The land of the Kims proved yet again that it is hard to develop a national sense of humour when your staple diet is grass soup and Kim Chee (pickled garlic-enhanced vegetables, not the name of one of their leaders). They just could not see the hilarious side of the Scots not being able to differentiate between the flags of North and South Korea, and so their women’s soccer team walked off the playing field in protest and instead spent the time wandering the streets of Glasgow looking for stray dogs.
The English continued with their overall national strategy of “blame the Germans” for anything that goes wrong (such as the creation of the euro, the protection of the euro and the possible destruction of the euro), by blaming the Germans for the poor performance of the English road cycling team because the Germans got in the way of the perfect fool-proof English strategy, which had been specifically designed to keep the gold medal for Bradley Wiggins the 2012 winner of the Tour de France.
The Canadians may not win many Olympic medals but continue to outdrink the other country teams with their beer intake. The poverty stricken areas around the Olympic village will be revitalised at the end of the games with money collected from the proceeds of cashing in the empty beer cans left over after the departure of the Canadian team.
The English may have home team advantage, but the Chinese have even greater advantages in that nearly every piece of equipment used at the Olympics was manufactured in China. This gives the Chinese team the benefit of knowing exactly when things will disintegrate into dust, or break at any stress point, in the same way that everything does today within just a few days of use, which we buy as global consumers. The Chinese manufacturers now claim that this is an integral part of their biodegradable drive for all manufactured goods.
The Indian team has been complaining about the interloper (an unidentified woman in blue trousers and red top) who marched in the opening ceremony and who they now claim was not actually a member of the Indian team. However it has since come to light that she was actually there to typify life in India as she is an unmarried post-graduate student from Bangalore, the Indian IT capitol, and she was just trying to find a suitable husband amongst all these well-honed athletes.
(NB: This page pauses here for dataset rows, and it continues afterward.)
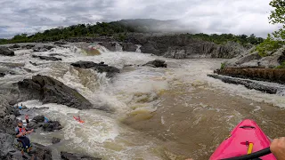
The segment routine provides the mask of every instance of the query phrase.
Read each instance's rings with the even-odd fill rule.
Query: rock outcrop
[[[5,73],[0,72],[0,77],[4,76],[5,75],[6,75]]]
[[[101,42],[101,43],[98,43],[98,44],[100,44],[102,46],[104,46],[105,48],[107,48],[110,52],[116,52],[117,51],[117,48],[116,48],[117,44],[118,44],[117,42]]]
[[[56,58],[56,57],[38,56],[38,55],[32,55],[32,57],[33,58],[39,58],[41,60],[52,60],[52,61],[62,60],[62,59]]]
[[[77,61],[75,63],[71,63],[71,66],[81,68],[92,68],[96,70],[99,73],[107,73],[108,77],[114,76],[117,73],[119,73],[119,69],[104,64],[104,62],[94,63],[93,61]]]
[[[152,68],[167,68],[167,64],[166,63],[166,60],[154,60],[152,61],[149,61],[146,64],[142,66],[150,66]]]
[[[53,43],[53,44],[55,45],[64,45],[64,44],[67,44],[66,42],[63,42],[63,41],[56,41]]]
[[[33,51],[35,52],[47,52],[54,47],[55,47],[54,45],[37,45],[37,46],[33,47]]]
[[[224,83],[234,84],[242,84],[248,89],[255,89],[257,91],[261,91],[270,94],[276,94],[278,92],[285,90],[285,88],[280,88],[277,86],[269,86],[256,83],[254,81],[246,80],[246,79],[238,79],[232,78],[230,76],[224,76],[220,75],[208,75],[210,77],[214,77],[216,79],[220,79]]]
[[[53,144],[56,144],[56,143],[59,143],[59,142],[61,142],[61,139],[56,138],[56,137],[53,137],[53,139],[52,139],[52,143]]]
[[[22,48],[26,48],[28,50],[30,50],[35,46],[36,46],[35,44],[28,44],[27,45],[22,46]]]
[[[102,158],[94,158],[79,154],[73,154],[68,152],[61,152],[61,158],[63,160],[101,160]]]
[[[216,44],[213,42],[192,38],[188,35],[154,36],[134,34],[129,35],[126,41],[141,44],[142,52],[175,59],[231,59],[247,51],[247,48],[238,43],[229,42],[224,44]]]
[[[18,82],[22,100],[40,100],[43,103],[57,103],[78,109],[92,108],[93,105],[76,90],[46,76],[34,76],[32,79]]]
[[[216,74],[258,81],[268,81],[285,84],[285,68],[226,68],[218,69]]]
[[[13,51],[9,50],[7,47],[0,47],[0,55],[14,56],[15,53]]]
[[[48,121],[45,123],[44,116],[37,116],[27,126],[28,128],[42,128],[45,132],[53,132],[56,130],[61,130],[62,126],[58,121]]]
[[[11,49],[20,48],[20,45],[19,45],[18,44],[15,44],[13,45],[10,45],[9,48],[11,48]]]
[[[53,160],[52,149],[48,147],[37,143],[33,143],[33,150],[35,150],[34,156],[37,157],[37,159]]]
[[[123,44],[123,51],[125,52],[135,52],[137,46],[132,43],[124,43]]]
[[[254,50],[227,60],[215,73],[285,84],[285,46],[265,57]]]

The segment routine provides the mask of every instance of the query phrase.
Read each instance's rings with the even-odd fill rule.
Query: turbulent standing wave
[[[103,159],[208,159],[243,118],[255,119],[273,138],[284,134],[279,130],[285,116],[284,97],[207,76],[223,60],[174,60],[140,53],[139,46],[136,52],[97,46],[99,54],[88,54],[73,44],[37,53],[53,54],[61,61],[33,58],[31,50],[0,57],[0,69],[8,73],[0,78],[2,98],[9,98],[13,83],[41,74],[77,90],[100,108],[77,110],[37,100],[24,101],[29,108],[48,108],[41,114],[63,126],[52,133],[37,132],[32,141],[51,145],[51,139],[59,137],[63,140],[53,147],[55,153]],[[142,66],[154,59],[165,60],[167,68]],[[106,73],[70,65],[79,60],[103,61],[121,72],[109,78]],[[78,115],[85,124],[73,119]]]

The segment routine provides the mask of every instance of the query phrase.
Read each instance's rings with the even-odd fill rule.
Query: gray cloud
[[[1,0],[0,37],[59,26],[121,19],[179,20],[204,33],[265,36],[270,0]],[[183,28],[184,29],[184,28]]]

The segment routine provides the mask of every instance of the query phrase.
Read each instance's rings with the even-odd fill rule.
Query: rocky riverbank
[[[124,41],[113,37],[85,37],[68,39],[70,43],[89,42],[98,43],[108,50],[135,52],[139,47],[142,53],[152,53],[173,59],[220,58],[231,59],[240,55],[248,47],[238,43],[228,42],[217,44],[214,42],[192,38],[188,35],[153,36],[151,34],[128,34]]]
[[[276,52],[267,52],[262,57],[255,48],[241,55],[222,63],[221,68],[214,71],[216,74],[256,81],[285,84],[285,46]],[[232,79],[227,76],[209,75],[223,82],[243,84],[247,88],[256,89],[267,93],[276,93],[281,89],[275,86],[265,86],[248,80]],[[285,90],[284,88],[282,90]]]

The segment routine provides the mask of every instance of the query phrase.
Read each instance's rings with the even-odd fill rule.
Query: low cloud
[[[121,19],[179,20],[191,30],[208,34],[265,36],[270,0],[2,0],[0,37],[35,33],[59,26]],[[184,28],[183,28],[184,29]]]

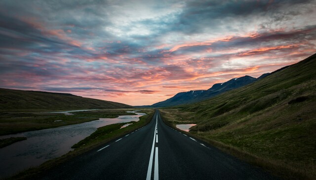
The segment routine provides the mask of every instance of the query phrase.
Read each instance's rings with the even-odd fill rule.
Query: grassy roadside
[[[132,124],[121,129],[120,128],[123,124],[129,122],[111,124],[99,128],[90,136],[76,144],[74,150],[61,157],[46,161],[38,167],[24,171],[7,180],[40,179],[49,169],[146,125],[151,121],[155,113],[153,109],[142,110],[141,112],[147,114],[140,117],[138,121],[133,121]]]
[[[27,139],[25,137],[15,137],[0,139],[0,148],[8,146],[18,141],[25,140]]]
[[[192,113],[183,112],[179,109],[161,109],[160,112],[164,122],[167,125],[179,131],[181,130],[176,127],[176,124],[196,123],[196,121],[194,120],[192,121],[192,120],[194,120],[195,117]],[[191,116],[188,116],[188,115]],[[183,119],[180,117],[188,117],[188,118],[185,118],[183,121],[181,121]],[[189,120],[190,119],[192,120],[191,121]],[[315,179],[316,169],[314,164],[311,164],[308,162],[307,162],[306,163],[303,163],[300,161],[298,162],[298,159],[292,159],[291,157],[285,156],[283,158],[276,158],[273,154],[271,155],[272,158],[263,156],[258,152],[251,151],[249,150],[249,149],[243,148],[245,146],[244,144],[240,144],[238,146],[238,145],[233,145],[232,144],[228,143],[227,139],[225,138],[228,138],[228,137],[227,136],[222,137],[221,136],[223,135],[222,133],[217,134],[216,132],[214,132],[213,136],[210,136],[208,134],[201,132],[195,131],[191,131],[190,132],[183,131],[182,132],[195,138],[213,145],[221,150],[237,157],[242,160],[261,167],[275,175],[284,179]],[[236,136],[238,137],[238,136],[237,134],[236,135]],[[263,142],[262,142],[261,143]],[[279,145],[283,146],[282,144],[279,144]],[[254,145],[254,146],[255,146],[256,145]],[[262,147],[265,146],[268,146],[268,148],[271,147],[265,143],[261,145]],[[287,154],[287,152],[285,151],[289,150],[289,149],[296,151],[288,147],[282,148],[283,148],[281,149],[283,149],[283,152],[280,151],[280,149],[276,150],[278,151],[277,152],[278,153]],[[302,147],[297,147],[296,148],[303,149]],[[301,158],[300,160],[302,160],[302,159],[303,158]]]
[[[135,115],[126,112],[130,110],[100,109],[74,112],[73,115],[69,116],[49,111],[0,112],[0,135],[79,124],[99,118],[115,118],[119,115]]]

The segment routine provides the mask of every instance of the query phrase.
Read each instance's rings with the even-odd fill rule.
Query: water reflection
[[[72,150],[73,145],[89,136],[98,127],[116,123],[137,121],[139,120],[139,117],[145,115],[136,114],[137,115],[100,118],[78,124],[0,136],[0,139],[11,137],[28,138],[0,149],[0,179],[61,156]]]
[[[176,127],[183,131],[189,132],[190,127],[197,125],[197,124],[177,124]]]
[[[81,111],[94,111],[94,110],[98,110],[100,109],[81,109],[80,110],[71,110],[71,111],[53,111],[50,112],[51,113],[61,113],[64,114],[65,115],[74,115],[74,114],[71,113],[75,112],[81,112]]]

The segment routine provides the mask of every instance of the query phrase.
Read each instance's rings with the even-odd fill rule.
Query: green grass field
[[[71,94],[1,88],[0,88],[0,111],[132,108],[122,103]]]
[[[313,55],[245,87],[161,111],[174,127],[197,123],[190,134],[286,179],[306,180],[316,177],[316,110]]]
[[[78,124],[99,118],[133,115],[129,109],[110,109],[74,112],[74,115],[40,111],[0,112],[0,135]]]
[[[121,129],[121,125],[126,123],[110,124],[100,127],[90,136],[75,145],[74,148],[76,149],[74,150],[71,151],[60,157],[49,160],[37,167],[24,171],[8,179],[38,179],[40,175],[44,174],[48,170],[53,168],[63,162],[69,161],[75,157],[144,126],[151,121],[155,111],[154,109],[141,109],[141,112],[147,114],[140,117],[139,121],[133,121],[132,124]]]

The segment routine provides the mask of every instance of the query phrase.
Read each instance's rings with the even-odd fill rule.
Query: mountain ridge
[[[260,77],[262,79],[270,74],[270,73],[265,73]],[[226,82],[214,84],[207,90],[192,90],[189,91],[178,92],[169,99],[157,102],[149,106],[152,107],[170,107],[197,102],[211,98],[226,91],[247,85],[259,79],[259,78],[255,78],[248,75],[234,78]]]

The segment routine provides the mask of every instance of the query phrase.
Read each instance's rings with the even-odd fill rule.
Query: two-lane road
[[[67,162],[45,180],[271,180],[267,173],[165,125],[147,125]]]

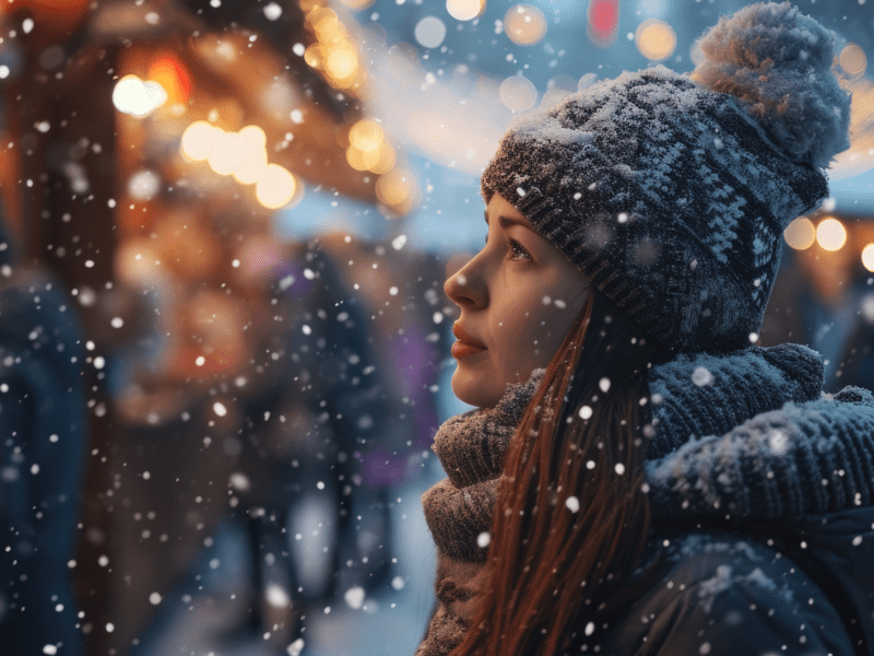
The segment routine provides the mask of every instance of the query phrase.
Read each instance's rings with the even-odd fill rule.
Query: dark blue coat
[[[86,438],[81,329],[57,281],[7,267],[0,269],[0,652],[52,653],[44,652],[52,645],[75,655],[81,636],[70,561]]]
[[[796,345],[653,371],[654,564],[589,651],[874,655],[874,396],[822,372]]]

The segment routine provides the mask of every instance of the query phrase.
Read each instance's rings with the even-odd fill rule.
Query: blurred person
[[[483,174],[417,656],[874,654],[874,395],[754,344],[849,144],[832,35],[754,4],[700,47],[521,117]]]
[[[221,483],[227,505],[132,654],[284,654],[336,595],[371,593],[390,572],[389,481],[368,478],[365,464],[409,431],[368,313],[319,239],[275,246],[251,254],[271,266],[236,281],[249,366],[185,412],[199,421],[162,427],[197,445],[211,426],[214,455],[200,457],[214,467],[201,478]]]
[[[76,655],[82,328],[63,285],[12,253],[0,224],[0,652]]]

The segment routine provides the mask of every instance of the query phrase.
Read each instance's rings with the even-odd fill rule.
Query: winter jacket
[[[874,396],[823,395],[813,351],[680,356],[649,375],[645,587],[572,653],[874,656]],[[536,378],[435,438],[423,496],[440,602],[418,656],[448,654],[481,591],[500,466]]]
[[[76,655],[71,559],[87,437],[82,330],[58,281],[37,269],[2,269],[0,653]]]

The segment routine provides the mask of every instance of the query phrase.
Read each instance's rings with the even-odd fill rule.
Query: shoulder
[[[841,619],[791,560],[737,534],[661,547],[652,583],[607,632],[605,654],[852,654]]]

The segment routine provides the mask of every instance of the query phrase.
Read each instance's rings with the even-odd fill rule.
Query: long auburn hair
[[[498,481],[484,589],[452,656],[553,656],[597,640],[647,541],[654,345],[593,291],[522,417]]]

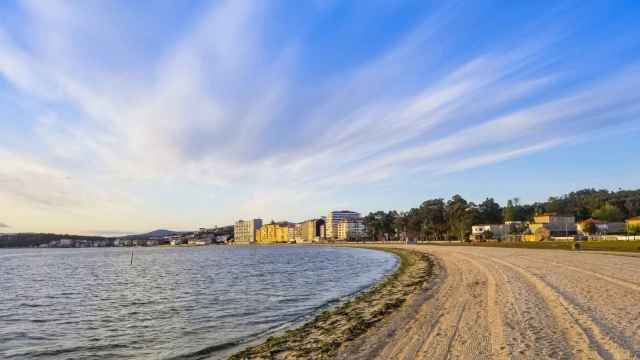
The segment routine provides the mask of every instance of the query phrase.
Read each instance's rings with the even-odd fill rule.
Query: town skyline
[[[633,2],[3,2],[0,233],[637,188],[639,14]]]

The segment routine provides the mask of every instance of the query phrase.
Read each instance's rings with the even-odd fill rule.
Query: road
[[[640,257],[410,247],[434,256],[431,288],[341,358],[640,359]]]

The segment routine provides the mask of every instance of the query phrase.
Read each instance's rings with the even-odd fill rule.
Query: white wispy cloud
[[[267,3],[216,3],[156,57],[122,44],[132,30],[113,7],[29,1],[26,29],[0,25],[0,76],[42,104],[37,149],[0,152],[0,196],[129,203],[122,183],[169,179],[248,191],[243,213],[292,209],[336,186],[464,171],[640,115],[638,67],[576,82],[550,66],[546,33],[446,61],[451,7],[314,83],[299,74],[299,37],[273,45]]]

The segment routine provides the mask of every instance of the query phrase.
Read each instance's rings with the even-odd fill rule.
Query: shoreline
[[[233,354],[229,359],[335,358],[341,350],[402,307],[432,276],[434,262],[427,254],[401,248],[354,247],[393,253],[398,256],[399,264],[393,273],[353,299],[323,311],[297,328]]]

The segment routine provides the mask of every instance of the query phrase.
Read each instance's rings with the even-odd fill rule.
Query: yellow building
[[[297,243],[310,243],[320,240],[320,227],[324,220],[307,220],[296,224],[295,241]]]
[[[625,221],[625,223],[627,224],[627,231],[631,232],[633,230],[636,229],[640,229],[640,216],[636,216],[633,217],[631,219],[627,219],[627,221]]]
[[[258,244],[288,243],[289,233],[292,232],[289,229],[293,227],[294,225],[288,222],[262,225],[256,231],[256,242]]]
[[[574,216],[542,213],[534,216],[533,221],[533,223],[529,224],[529,230],[533,234],[539,229],[547,229],[553,236],[570,235],[576,232],[576,218]]]

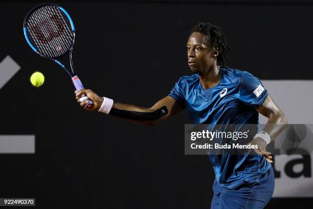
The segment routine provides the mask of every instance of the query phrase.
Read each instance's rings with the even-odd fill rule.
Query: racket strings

The French are really miffed (translated in French to “tresmiffee”) about the fact that the American team wore berets in the opening ceremony, and they have therefore registered a serious category 1 complaint with the IOC. The French feel that the Americans should have asked for their approval before adopting this very French item of apparel, particularly based on the fact that Ralph Lauren is not a French registered designer and therefore does not have the right to incorporate “le beret” in his outfits as would say Christian Dior. Furthermore, the fact that these were manufactured in China,rather than by the French firm “Berets-du-jour”, turns this into a serious international diplomatic incident. The French team have now been issued with Stetsons to wear at the closing ceremony in direct contravention of the United Nations hat proliferation treaties.
Bill Bryson, American author, summed up one key element of the Olympics with his explanation of the sport of fencing thus:
“A lot of people don’t like fencing because they don’t understand the rules and terminology, but it’s quite simple. Basically, there are four thrusts – the cartilage, the chaise longue, the aubergine and the fromageanglaise – and these in turn can be parried by four defensive feints – the pastiche, the penchant, the demitasse, and the salmon en croute. Scoring is on the basis of one point for a petite pois and two for a baguette. Points equally can be deducted for a foot fault, or pied a terre, and for a type of illegal lunge known as a zutalors. Actually, I don’t have the faintest notion what goes on in fencing, but that’s OK because this is the Olympics.”